A recent U.S. study illustrates the importance of refusals to refer. Researchers found that when faced with patients requesting a legally available medical procedure to which they had a religious or moral objection, 14% of doctors would withhold information from patients about some treatment options, and 29% stated that they would not refer patients on to another doctor who could provide such options. This means that more than 20 million American women would potentially be denied access to, or information about, legally available treatment in the event that they needed it. It is plausible that at least some of these, perhaps many, will not have the knowledge and skills to access such treatments without referral.

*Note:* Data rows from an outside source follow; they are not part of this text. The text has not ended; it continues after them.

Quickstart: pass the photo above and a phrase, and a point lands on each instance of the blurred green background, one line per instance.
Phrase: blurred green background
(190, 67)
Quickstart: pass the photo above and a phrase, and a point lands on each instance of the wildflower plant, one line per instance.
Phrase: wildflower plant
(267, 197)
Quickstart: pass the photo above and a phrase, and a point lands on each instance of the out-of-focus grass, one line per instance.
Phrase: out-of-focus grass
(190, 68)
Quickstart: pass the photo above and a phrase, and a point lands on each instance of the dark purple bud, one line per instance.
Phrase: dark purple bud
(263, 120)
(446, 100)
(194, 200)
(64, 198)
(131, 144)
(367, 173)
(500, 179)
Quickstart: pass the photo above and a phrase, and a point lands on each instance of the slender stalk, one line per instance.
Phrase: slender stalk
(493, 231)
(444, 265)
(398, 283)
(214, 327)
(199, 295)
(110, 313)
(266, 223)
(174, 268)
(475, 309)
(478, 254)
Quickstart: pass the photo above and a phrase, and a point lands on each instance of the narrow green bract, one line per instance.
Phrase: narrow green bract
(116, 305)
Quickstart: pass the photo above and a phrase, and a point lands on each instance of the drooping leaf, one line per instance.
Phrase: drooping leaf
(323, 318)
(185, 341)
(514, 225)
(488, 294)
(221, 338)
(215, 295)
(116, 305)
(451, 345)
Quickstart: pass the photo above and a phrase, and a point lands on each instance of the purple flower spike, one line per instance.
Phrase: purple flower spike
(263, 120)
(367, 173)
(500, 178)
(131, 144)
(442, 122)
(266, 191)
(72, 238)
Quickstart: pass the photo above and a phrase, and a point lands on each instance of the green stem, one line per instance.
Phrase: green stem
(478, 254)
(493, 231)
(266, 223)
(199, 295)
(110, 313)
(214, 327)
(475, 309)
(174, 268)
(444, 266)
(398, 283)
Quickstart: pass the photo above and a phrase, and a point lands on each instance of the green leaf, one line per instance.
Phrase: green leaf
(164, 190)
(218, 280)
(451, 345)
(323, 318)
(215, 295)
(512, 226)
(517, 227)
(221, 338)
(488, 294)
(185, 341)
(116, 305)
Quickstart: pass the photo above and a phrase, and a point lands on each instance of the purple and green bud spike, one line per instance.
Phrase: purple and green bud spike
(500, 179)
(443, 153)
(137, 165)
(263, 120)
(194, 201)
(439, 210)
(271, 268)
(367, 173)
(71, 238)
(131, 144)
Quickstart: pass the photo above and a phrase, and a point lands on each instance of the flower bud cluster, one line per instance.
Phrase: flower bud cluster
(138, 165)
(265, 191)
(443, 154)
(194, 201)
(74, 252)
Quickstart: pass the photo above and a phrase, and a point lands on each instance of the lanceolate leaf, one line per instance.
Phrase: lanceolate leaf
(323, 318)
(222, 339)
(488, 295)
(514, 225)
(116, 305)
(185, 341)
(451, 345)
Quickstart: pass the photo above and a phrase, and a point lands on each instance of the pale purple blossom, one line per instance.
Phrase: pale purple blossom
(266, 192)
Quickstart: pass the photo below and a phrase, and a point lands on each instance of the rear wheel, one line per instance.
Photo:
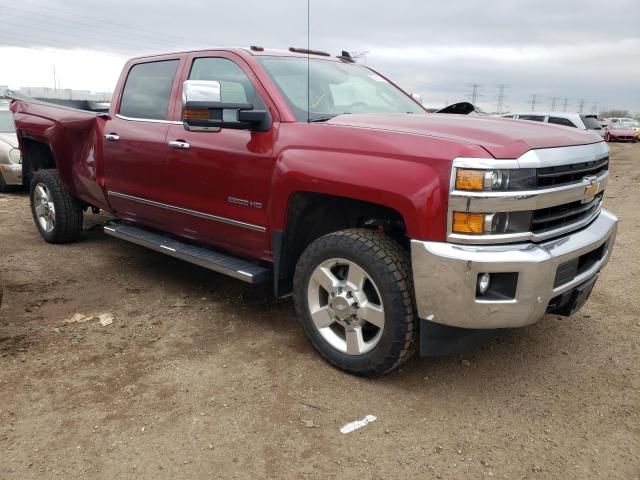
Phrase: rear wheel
(353, 293)
(57, 214)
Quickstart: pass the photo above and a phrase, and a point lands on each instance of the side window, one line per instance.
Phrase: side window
(562, 121)
(235, 86)
(535, 118)
(147, 89)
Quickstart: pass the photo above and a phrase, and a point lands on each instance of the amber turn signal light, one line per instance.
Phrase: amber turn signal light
(470, 179)
(464, 222)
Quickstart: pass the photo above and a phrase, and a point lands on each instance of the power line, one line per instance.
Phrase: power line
(474, 93)
(101, 22)
(28, 43)
(501, 97)
(126, 44)
(93, 30)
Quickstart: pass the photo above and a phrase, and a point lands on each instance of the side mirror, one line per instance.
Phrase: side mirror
(462, 108)
(203, 110)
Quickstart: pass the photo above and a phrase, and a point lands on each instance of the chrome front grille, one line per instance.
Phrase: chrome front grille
(566, 174)
(566, 195)
(551, 218)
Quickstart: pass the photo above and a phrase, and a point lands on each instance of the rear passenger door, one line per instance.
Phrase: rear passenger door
(135, 141)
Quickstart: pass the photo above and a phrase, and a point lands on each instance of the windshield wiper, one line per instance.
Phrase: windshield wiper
(322, 119)
(326, 117)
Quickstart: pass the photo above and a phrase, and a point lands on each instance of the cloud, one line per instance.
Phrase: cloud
(580, 49)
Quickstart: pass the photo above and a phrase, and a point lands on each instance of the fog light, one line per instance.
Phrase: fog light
(484, 280)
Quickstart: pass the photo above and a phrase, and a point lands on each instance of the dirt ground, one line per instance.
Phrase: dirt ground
(202, 376)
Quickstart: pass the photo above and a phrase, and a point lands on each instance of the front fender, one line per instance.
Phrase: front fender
(412, 189)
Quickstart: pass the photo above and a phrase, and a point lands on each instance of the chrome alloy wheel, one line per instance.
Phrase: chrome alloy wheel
(345, 306)
(44, 208)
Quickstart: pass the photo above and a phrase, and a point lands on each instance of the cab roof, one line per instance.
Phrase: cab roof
(256, 52)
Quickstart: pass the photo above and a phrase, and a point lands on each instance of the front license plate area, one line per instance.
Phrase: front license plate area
(570, 302)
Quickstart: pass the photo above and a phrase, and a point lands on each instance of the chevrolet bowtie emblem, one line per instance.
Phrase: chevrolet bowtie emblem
(593, 187)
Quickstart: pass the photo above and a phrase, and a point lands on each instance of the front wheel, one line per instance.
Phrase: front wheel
(57, 214)
(353, 294)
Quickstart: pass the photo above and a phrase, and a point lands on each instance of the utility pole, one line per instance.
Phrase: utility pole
(474, 93)
(501, 97)
(534, 102)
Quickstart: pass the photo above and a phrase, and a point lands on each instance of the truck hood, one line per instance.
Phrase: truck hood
(10, 138)
(501, 137)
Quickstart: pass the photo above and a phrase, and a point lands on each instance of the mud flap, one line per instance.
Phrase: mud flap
(437, 340)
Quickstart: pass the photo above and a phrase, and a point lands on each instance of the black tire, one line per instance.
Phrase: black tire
(67, 225)
(387, 264)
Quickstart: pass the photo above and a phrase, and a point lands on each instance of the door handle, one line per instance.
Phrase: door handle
(179, 144)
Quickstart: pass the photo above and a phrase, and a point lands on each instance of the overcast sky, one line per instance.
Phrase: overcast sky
(578, 49)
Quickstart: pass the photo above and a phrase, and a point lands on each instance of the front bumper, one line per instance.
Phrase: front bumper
(445, 275)
(12, 173)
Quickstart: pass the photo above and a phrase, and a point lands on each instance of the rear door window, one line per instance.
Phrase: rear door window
(147, 90)
(562, 121)
(591, 122)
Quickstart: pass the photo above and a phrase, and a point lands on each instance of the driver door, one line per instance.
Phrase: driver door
(220, 181)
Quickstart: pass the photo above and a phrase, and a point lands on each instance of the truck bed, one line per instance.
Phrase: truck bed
(70, 138)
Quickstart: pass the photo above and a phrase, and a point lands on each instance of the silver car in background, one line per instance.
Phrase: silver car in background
(10, 157)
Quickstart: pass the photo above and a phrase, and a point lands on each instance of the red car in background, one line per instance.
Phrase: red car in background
(618, 132)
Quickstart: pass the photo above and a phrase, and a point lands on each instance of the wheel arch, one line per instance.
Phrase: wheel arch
(310, 215)
(36, 155)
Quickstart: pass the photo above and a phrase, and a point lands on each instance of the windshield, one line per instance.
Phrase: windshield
(334, 88)
(591, 123)
(6, 122)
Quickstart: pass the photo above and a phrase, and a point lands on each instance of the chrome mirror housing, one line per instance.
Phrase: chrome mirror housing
(200, 91)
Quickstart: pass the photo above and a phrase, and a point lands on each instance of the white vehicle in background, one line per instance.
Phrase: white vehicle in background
(10, 157)
(621, 120)
(575, 120)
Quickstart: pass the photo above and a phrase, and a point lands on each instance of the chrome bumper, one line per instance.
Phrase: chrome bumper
(12, 174)
(445, 276)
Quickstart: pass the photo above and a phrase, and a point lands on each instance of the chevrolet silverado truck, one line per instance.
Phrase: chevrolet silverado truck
(394, 229)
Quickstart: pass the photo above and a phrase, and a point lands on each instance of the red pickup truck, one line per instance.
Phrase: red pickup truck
(394, 229)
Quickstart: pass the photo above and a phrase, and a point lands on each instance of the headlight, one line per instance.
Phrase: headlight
(15, 155)
(495, 180)
(491, 223)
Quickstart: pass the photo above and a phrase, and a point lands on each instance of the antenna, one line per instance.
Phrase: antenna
(534, 101)
(501, 97)
(308, 68)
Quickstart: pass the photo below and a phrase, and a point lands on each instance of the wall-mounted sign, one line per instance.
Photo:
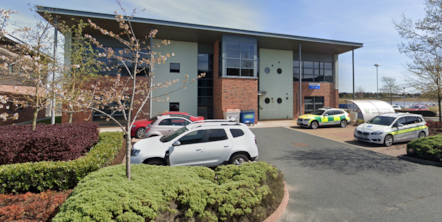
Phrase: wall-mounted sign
(314, 85)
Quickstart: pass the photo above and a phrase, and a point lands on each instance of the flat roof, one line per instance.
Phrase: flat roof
(202, 33)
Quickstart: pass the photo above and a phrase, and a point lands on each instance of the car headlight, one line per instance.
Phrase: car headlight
(135, 152)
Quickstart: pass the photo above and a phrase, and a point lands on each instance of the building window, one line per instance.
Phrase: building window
(311, 104)
(239, 58)
(174, 107)
(313, 71)
(175, 67)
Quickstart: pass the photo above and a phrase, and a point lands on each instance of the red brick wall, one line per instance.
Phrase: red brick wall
(232, 93)
(86, 116)
(217, 84)
(240, 94)
(26, 114)
(327, 90)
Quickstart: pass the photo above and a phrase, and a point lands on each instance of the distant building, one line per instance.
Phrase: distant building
(15, 87)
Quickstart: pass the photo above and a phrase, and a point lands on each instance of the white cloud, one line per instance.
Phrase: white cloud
(236, 14)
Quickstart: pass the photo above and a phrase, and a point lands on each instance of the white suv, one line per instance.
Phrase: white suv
(203, 144)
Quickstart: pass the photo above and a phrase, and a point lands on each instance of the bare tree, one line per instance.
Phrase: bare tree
(32, 64)
(360, 92)
(423, 45)
(390, 88)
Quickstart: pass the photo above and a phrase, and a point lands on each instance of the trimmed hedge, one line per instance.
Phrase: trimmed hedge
(20, 144)
(426, 147)
(30, 206)
(59, 175)
(249, 192)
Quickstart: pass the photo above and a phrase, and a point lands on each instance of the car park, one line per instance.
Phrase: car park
(324, 116)
(390, 128)
(418, 107)
(202, 144)
(139, 127)
(397, 107)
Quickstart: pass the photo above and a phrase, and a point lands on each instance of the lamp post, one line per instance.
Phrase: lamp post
(377, 82)
(404, 97)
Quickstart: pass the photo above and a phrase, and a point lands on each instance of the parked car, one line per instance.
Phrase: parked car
(397, 107)
(139, 127)
(324, 116)
(203, 144)
(418, 107)
(390, 128)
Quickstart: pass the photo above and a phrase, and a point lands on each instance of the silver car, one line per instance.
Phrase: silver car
(389, 128)
(166, 124)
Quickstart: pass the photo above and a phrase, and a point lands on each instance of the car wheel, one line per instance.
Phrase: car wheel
(238, 159)
(140, 132)
(388, 141)
(156, 162)
(343, 123)
(314, 125)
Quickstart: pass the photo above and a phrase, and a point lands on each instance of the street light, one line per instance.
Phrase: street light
(377, 82)
(404, 97)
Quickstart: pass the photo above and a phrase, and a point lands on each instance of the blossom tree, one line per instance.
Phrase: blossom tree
(130, 93)
(32, 64)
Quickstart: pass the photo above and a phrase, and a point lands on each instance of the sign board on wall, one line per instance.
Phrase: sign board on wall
(314, 85)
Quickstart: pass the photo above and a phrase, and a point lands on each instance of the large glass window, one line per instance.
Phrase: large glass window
(239, 61)
(205, 86)
(313, 71)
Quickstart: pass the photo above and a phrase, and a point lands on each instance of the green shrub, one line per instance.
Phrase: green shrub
(162, 193)
(426, 147)
(59, 175)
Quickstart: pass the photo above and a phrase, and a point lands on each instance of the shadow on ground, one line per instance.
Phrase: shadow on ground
(347, 161)
(374, 145)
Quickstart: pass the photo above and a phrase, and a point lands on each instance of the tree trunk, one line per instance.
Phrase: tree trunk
(34, 118)
(128, 149)
(439, 104)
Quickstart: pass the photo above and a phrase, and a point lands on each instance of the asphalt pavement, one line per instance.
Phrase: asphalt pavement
(332, 181)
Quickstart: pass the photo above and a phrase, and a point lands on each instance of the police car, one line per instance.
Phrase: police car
(390, 128)
(324, 116)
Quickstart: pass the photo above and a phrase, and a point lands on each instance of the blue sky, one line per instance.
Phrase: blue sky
(365, 21)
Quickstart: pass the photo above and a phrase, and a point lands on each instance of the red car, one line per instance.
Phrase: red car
(418, 107)
(139, 126)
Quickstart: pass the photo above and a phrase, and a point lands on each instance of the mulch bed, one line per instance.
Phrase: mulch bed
(120, 155)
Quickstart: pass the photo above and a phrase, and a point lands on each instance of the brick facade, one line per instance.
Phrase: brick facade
(327, 90)
(232, 93)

If health care workers are required to refer patients on to others who do not have conscientious objections, it will doubtless cause some to experience discomfort. But there are better responses to personal moral conflict than to curtail the rights of patients. The first is to question the reasons for our sense of moral conflict and to understand the values that are at stake. We should also try to understand the reasons that others have for their different points of view. Doctors are free, and should be encouraged, to participate in public debates about the legality and morality of practices that they oppose. There may be certain circumstances in which doctors feel obliged to exercise their right not to perform procedures that they cannot reconcile with their conscience.
But there are limits to that right. Doctors should not withhold information from patients about legally available and medically appropriate alternatives and about where those can be obtained. They should not abuse their position of power to manipulate or coerce the patient. In time-critical and particularly in life-saving settings, they may be obliged to provide that service in any case, despite their misgivings. If these requirements cannot be reconciled with the conscience of an individual doctor, then they must do as their conscience directs – and seek alternative employment.
Dominic Wilkinson is a neonatologist and Nuffield medical research fellow at the University of Oxford.
Julian Savulescu is Uehiro Chair Practical Ethics at the University of Oxford.